肺がんで進むゲノム医療の応用Q&A
近畿大学医学部
ゲノム生物学教室教授
西尾和人先生
『肺がんのゲノム医療 遺伝子検査がわかる本』より
Q1. がんゲノム医療とは何ですか?
A1.遺伝子の異常に合わせて最適な治療を選択する方法です。
がんゲノム医療は、患者さんのがんの組織などを使って遺伝子の異常の有無を調べ、一人ひとりに最適な薬物療法を選択する方法です。「個別化治療」、「プレシジョン・メディシン」と呼ばれることもあります。がんは遺伝子のケガによって起こる病気です。遺伝子はわたしたちの体の設計図です。遺伝子のどこかに傷がついて変化(変異)が起こると、細胞ががん化し、増殖を繰り返します。

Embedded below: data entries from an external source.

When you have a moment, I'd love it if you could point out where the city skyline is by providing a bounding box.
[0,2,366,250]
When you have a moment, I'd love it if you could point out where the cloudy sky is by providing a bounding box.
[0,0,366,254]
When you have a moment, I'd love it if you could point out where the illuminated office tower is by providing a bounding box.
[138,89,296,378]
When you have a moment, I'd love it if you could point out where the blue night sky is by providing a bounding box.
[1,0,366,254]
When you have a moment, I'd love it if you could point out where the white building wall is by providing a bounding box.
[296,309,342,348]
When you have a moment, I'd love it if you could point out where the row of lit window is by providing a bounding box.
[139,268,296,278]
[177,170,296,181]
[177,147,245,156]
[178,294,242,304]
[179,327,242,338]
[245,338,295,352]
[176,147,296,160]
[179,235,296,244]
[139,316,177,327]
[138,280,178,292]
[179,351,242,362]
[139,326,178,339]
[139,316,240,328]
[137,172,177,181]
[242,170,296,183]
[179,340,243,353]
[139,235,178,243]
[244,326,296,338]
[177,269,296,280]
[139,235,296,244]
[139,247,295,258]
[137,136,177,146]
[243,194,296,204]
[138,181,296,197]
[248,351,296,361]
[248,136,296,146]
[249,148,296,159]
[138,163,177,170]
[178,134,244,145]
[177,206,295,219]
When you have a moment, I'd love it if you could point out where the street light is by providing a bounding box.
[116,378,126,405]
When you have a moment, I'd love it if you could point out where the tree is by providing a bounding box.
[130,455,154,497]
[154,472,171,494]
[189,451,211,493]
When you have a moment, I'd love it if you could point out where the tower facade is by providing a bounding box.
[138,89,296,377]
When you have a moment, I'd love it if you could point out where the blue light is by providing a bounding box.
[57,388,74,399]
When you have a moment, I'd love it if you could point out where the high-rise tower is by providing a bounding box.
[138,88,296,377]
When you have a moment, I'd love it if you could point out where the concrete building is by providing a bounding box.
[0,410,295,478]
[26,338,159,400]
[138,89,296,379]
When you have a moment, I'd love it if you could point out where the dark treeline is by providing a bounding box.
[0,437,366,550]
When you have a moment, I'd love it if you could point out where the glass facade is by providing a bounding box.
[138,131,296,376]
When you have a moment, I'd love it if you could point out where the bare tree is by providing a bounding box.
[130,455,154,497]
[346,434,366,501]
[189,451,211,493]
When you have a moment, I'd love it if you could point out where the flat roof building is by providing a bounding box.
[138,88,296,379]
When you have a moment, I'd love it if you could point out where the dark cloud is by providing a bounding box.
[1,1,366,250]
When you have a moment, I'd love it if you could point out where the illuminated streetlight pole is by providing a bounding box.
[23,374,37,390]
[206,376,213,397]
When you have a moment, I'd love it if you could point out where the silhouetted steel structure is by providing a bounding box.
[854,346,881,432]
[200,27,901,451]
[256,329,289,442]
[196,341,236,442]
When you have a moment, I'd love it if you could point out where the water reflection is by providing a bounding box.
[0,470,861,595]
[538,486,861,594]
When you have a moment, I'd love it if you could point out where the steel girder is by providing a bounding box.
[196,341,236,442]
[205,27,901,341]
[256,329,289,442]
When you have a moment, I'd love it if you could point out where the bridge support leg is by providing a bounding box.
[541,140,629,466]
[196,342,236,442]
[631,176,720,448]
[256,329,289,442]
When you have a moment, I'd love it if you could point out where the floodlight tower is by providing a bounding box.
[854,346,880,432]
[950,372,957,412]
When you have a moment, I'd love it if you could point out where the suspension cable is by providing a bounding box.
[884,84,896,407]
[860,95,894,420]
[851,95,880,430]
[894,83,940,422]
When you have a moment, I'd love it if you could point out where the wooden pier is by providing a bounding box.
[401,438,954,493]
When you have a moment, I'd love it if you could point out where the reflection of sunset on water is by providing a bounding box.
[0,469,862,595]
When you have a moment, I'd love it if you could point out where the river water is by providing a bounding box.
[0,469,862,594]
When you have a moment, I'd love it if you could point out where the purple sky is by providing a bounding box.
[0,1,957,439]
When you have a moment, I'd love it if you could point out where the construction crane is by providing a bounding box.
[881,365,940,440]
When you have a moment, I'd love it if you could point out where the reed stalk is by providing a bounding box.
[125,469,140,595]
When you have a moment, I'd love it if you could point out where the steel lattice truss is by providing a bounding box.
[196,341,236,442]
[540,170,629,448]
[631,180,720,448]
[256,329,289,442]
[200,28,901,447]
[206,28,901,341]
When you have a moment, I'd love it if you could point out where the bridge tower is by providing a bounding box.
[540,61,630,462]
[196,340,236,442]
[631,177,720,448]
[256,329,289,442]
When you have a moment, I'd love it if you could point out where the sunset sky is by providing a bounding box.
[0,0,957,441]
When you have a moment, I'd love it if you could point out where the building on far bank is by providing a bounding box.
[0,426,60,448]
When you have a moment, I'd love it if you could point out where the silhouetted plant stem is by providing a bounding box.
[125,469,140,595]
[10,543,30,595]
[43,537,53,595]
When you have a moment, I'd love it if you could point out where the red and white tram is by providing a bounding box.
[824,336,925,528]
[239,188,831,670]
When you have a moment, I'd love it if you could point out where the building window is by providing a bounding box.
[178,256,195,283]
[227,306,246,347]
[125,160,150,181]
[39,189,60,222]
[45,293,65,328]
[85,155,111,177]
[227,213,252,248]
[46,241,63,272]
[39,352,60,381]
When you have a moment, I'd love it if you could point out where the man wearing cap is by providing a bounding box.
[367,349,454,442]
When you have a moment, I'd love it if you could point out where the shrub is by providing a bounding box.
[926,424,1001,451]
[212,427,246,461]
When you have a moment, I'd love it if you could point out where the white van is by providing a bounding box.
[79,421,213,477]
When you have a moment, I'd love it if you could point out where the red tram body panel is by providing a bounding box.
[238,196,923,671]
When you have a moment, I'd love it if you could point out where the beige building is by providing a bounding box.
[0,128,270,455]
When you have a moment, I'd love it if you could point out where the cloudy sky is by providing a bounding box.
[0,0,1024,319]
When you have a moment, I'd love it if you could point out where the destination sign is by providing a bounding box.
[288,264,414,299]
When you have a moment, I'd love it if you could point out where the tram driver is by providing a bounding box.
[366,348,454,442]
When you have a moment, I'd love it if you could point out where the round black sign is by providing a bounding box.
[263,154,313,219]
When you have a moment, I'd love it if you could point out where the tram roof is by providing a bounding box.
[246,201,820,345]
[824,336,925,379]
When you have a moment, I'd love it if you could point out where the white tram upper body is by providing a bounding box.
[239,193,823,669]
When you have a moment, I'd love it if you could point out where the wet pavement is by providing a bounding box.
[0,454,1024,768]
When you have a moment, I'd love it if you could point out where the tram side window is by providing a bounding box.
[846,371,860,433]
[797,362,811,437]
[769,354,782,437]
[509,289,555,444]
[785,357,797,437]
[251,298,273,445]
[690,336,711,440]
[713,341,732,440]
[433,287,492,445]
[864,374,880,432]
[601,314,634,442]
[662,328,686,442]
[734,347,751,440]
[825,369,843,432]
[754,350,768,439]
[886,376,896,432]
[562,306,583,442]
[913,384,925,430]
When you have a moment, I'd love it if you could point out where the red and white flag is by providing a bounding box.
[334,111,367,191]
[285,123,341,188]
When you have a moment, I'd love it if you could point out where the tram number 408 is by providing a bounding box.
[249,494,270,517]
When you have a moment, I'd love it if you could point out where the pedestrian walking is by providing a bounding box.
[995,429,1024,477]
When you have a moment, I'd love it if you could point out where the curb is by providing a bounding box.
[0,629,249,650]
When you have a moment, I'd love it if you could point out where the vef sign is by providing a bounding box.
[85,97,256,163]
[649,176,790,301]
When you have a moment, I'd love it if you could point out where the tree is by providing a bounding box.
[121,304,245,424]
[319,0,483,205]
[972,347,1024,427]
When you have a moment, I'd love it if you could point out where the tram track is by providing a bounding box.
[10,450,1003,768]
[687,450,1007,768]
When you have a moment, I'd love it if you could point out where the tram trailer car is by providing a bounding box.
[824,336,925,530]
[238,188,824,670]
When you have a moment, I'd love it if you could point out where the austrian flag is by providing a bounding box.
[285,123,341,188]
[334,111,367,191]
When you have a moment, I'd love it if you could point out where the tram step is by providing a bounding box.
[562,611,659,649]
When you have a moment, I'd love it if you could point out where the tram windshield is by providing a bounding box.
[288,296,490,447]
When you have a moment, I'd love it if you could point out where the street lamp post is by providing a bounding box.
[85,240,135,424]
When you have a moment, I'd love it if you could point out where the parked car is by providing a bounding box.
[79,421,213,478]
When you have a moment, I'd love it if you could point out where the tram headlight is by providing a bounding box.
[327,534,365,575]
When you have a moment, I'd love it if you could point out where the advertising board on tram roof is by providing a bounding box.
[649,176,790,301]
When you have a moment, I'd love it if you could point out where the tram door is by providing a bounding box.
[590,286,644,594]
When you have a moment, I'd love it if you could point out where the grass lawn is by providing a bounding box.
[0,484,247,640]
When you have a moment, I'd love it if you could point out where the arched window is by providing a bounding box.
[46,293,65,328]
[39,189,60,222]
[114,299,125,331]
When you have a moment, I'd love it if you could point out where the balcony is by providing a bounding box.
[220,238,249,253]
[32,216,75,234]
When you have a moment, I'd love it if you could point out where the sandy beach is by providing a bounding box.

がんには、主に、いくつもの遺伝子の異常が重なった多段階発がんと、「ドライバー遺伝子」と呼ばれる一つの遺伝子の異常が増殖に関わるがんがあります。車におけるアクセルの役割をするのが「がん遺伝子」、ブレーキが「がん抑制遺伝子」ですが、肺がんのドライバー遺伝子は、ほとんどが、アクセルの働きをするがん遺伝子の異常です。アクセルに異常が起きるとがんの増殖が加速します。非小細胞肺がん、中でも腺がんの患者さんの7割以上は、ドライバー遺伝子の異常が引き金となって発がんしたと考えられます。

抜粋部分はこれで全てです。